Pacman Jones has made it clear he wants to be a Cowboy. Dallas is doing its part to make sure that happens.

After their initial offer of a seventh-round draft pick to the Titans for their suspended cornerback was rejected, the Cowboys have upped their proposal to include a player along with the late-round selection, a source told SI.com.

The Titans are warming to the offer, according to the source, but a few financial ramifications need to be addressed before the deal can be consummated. Jones has two years remaining on his original five-year, $30 million deal, and the Cowboys want to redo that contract, likely to a one-year deal to protect their interests. Jones is on record stating his willingness to renegotiate the contract and his agent, Manny Arora, reportedly met with Cowboys' officials earlier in the week to address the situation.

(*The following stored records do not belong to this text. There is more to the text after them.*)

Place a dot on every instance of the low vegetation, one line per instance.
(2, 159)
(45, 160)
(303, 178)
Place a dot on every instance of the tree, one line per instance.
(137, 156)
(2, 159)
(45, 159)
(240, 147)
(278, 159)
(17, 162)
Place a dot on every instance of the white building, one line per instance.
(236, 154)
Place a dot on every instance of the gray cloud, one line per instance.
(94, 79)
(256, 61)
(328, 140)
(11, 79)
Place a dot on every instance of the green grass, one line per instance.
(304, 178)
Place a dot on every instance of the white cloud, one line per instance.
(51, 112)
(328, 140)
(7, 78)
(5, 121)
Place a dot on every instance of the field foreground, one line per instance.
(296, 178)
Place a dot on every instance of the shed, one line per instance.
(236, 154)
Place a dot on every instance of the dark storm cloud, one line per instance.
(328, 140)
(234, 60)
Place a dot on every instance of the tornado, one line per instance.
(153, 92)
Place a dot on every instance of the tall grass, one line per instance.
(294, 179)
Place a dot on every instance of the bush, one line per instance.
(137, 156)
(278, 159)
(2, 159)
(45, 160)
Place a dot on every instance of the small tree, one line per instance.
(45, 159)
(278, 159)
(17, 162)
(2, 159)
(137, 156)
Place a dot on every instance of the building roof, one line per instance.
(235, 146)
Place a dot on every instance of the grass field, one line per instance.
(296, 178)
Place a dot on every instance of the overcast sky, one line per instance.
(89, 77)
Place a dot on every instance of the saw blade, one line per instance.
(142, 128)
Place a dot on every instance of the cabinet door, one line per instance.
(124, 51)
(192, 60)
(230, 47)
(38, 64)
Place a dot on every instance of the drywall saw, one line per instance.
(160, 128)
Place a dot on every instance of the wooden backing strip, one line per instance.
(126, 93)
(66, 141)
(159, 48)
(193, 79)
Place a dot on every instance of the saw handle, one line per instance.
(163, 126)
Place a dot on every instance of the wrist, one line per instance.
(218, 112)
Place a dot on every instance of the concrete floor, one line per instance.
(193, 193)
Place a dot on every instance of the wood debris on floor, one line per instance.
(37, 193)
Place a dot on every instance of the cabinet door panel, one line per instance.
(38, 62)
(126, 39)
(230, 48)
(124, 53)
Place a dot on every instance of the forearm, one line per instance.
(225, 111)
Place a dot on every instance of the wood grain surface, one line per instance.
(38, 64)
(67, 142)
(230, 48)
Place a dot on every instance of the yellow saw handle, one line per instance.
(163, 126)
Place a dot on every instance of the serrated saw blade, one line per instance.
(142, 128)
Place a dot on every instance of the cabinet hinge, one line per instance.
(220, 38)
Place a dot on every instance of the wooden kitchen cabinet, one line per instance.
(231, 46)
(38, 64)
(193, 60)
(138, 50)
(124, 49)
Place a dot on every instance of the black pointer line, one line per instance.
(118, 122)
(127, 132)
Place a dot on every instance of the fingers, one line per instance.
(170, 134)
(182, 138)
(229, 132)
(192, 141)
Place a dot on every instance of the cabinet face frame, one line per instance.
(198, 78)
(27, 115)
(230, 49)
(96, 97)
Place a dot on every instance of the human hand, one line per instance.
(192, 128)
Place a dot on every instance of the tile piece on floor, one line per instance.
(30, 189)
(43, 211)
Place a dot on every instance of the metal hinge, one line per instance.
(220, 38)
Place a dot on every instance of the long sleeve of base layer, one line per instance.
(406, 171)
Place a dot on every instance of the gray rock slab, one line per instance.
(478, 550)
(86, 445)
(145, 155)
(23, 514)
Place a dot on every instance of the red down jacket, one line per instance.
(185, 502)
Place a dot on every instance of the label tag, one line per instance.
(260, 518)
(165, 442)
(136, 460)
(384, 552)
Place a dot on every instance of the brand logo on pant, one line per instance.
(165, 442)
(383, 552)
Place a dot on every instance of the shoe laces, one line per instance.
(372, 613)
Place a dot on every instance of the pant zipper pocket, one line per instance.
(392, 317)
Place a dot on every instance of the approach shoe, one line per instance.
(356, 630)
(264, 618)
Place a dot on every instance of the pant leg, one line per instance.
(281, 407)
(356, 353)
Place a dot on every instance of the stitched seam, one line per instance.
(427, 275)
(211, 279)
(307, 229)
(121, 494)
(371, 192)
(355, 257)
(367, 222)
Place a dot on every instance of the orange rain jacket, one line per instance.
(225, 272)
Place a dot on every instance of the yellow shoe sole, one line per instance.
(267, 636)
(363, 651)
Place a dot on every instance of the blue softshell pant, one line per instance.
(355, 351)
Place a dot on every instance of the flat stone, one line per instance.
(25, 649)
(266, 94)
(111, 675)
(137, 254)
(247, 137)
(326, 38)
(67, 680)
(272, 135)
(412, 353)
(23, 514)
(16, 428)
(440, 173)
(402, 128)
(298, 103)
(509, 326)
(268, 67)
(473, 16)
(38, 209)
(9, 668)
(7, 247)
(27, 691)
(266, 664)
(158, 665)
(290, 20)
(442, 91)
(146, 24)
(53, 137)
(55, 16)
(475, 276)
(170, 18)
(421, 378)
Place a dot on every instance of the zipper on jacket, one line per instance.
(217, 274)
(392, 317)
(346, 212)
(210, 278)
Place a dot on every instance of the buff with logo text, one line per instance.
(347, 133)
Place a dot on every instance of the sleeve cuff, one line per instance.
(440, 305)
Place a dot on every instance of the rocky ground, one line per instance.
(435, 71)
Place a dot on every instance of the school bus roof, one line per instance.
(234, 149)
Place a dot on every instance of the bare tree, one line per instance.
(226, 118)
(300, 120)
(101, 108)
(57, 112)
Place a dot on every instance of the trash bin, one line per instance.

Jones is currently suspended by the NFL and awaiting reinstatement from commissioner Roger Goodell. Though Jones' off-field woes detract from his talent - he's been arrested six times since May 2005 -- the Titans realize Jones is a Pro Bowl-caliber player and are attempting to recoup some value in exchange for the troubled star. Jones was the Titans' best defensive player when he last suited up for them in 2006, and his electrifying return skills make him an impact player in two phases of the game.

"The kid was the sixth pick in the draft and we need to get something of value in return," an unnamed Titans official said.